Trigonometric Identity Proof: v cosδ = V(1-cosβ) + u cos(α-β)

[SP90]

Homework Statement

Given the following two triangles:

Show that v \cos{\delta} = V(1-\cos{\beta})+u\cos(\alpha - \beta)

The Attempt at a Solution

Using the cosine law I've got:

v^{2}=x^{2}+V^{2}-2xV\cos{(\theta + \beta)}
and u^{2}=x^{2}+V^{2}-2xV\cos{(\theta)}

I figured maybe using the rule for \cos{(A+B)}=\cos{(A)}\cos{(B})-\sin{(A)}\sin{(B)} would work, but that leads to introducing sines, which seems like it would get messy, especially since there are no sines in the solution.

I'm not sure how to proceed here. I'm confused where the 1 would come from unless going through \cos^{2}{x}+\sin^{2}{x}=1, but that makes no sense as the other terms aren't squared.

Any help or direction on this would be appreciated.

 

[SP90]

This is now solved. It can be solved by extending the left triangle to a right-angled triangle, with a base of V+k (hence where the single V comes from). Then \cos{\delta}=V+k

k is given by x \cos{(\pi-(\theta + \beta))}=-x \cos({\theta + \beta}).

Using the cosine sum rule I stated above, you can split this out.
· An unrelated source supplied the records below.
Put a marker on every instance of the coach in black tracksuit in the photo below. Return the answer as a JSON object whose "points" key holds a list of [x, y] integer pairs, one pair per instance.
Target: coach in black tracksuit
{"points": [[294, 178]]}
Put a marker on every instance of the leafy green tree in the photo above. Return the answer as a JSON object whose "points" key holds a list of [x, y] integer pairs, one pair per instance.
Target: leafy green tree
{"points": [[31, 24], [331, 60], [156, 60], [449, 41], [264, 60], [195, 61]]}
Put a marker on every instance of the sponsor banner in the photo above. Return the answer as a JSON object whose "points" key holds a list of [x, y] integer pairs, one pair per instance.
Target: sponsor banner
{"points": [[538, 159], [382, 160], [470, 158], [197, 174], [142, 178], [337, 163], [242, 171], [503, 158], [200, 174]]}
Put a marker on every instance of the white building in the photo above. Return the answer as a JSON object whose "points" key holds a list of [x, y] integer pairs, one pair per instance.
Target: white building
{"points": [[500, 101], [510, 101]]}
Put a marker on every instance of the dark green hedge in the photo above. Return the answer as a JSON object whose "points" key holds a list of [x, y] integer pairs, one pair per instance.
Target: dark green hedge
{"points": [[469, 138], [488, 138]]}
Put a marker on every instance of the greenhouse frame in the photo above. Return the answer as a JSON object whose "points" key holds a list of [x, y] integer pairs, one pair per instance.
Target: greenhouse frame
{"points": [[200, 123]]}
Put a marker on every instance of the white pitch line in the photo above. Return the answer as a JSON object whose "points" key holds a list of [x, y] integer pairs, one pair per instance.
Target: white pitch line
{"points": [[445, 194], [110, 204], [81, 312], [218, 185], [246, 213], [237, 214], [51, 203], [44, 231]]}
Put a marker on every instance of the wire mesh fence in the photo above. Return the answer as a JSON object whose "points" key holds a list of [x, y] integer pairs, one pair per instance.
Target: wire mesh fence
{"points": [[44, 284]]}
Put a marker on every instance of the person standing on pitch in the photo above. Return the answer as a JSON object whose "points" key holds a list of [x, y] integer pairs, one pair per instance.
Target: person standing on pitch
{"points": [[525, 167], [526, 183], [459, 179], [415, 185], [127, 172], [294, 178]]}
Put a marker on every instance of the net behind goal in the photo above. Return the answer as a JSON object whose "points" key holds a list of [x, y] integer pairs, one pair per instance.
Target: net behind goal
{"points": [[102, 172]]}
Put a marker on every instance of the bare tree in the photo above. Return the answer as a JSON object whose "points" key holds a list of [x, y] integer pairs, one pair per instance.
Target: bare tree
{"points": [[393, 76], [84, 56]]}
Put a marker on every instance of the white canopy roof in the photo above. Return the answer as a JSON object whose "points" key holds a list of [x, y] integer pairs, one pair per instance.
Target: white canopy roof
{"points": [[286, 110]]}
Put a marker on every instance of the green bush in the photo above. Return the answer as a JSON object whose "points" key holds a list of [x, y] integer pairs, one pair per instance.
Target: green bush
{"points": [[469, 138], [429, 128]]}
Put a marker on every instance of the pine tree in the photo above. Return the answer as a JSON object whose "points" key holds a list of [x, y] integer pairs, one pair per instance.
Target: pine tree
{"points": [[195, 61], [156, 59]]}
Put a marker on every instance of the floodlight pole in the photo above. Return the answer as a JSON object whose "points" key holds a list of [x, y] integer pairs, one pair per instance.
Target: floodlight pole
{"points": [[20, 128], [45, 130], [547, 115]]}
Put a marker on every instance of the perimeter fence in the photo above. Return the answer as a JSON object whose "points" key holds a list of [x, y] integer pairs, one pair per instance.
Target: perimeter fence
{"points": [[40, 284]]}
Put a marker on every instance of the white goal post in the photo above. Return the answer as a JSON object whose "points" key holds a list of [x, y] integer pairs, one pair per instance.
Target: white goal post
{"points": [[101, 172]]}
Then using the sine rule u \sin{\alpha}=x \sin{\theta} you get k=u\sin{\alpha}\sin{\beta}-x\cos{\theta}\cos{\beta}

You then use \sin{\alpha}{\beta}=cos({\alpha - \beta})-cos{\alpha} \cos{\beta}

This leaves you with v \cos{\delta} = V + u \cos({\alpha - \beta}) - \cos{\beta}(u\cos{\alpha}+x\cos{\theta})

The right hand bracket defines V (draw a diagram) and this solves the problem.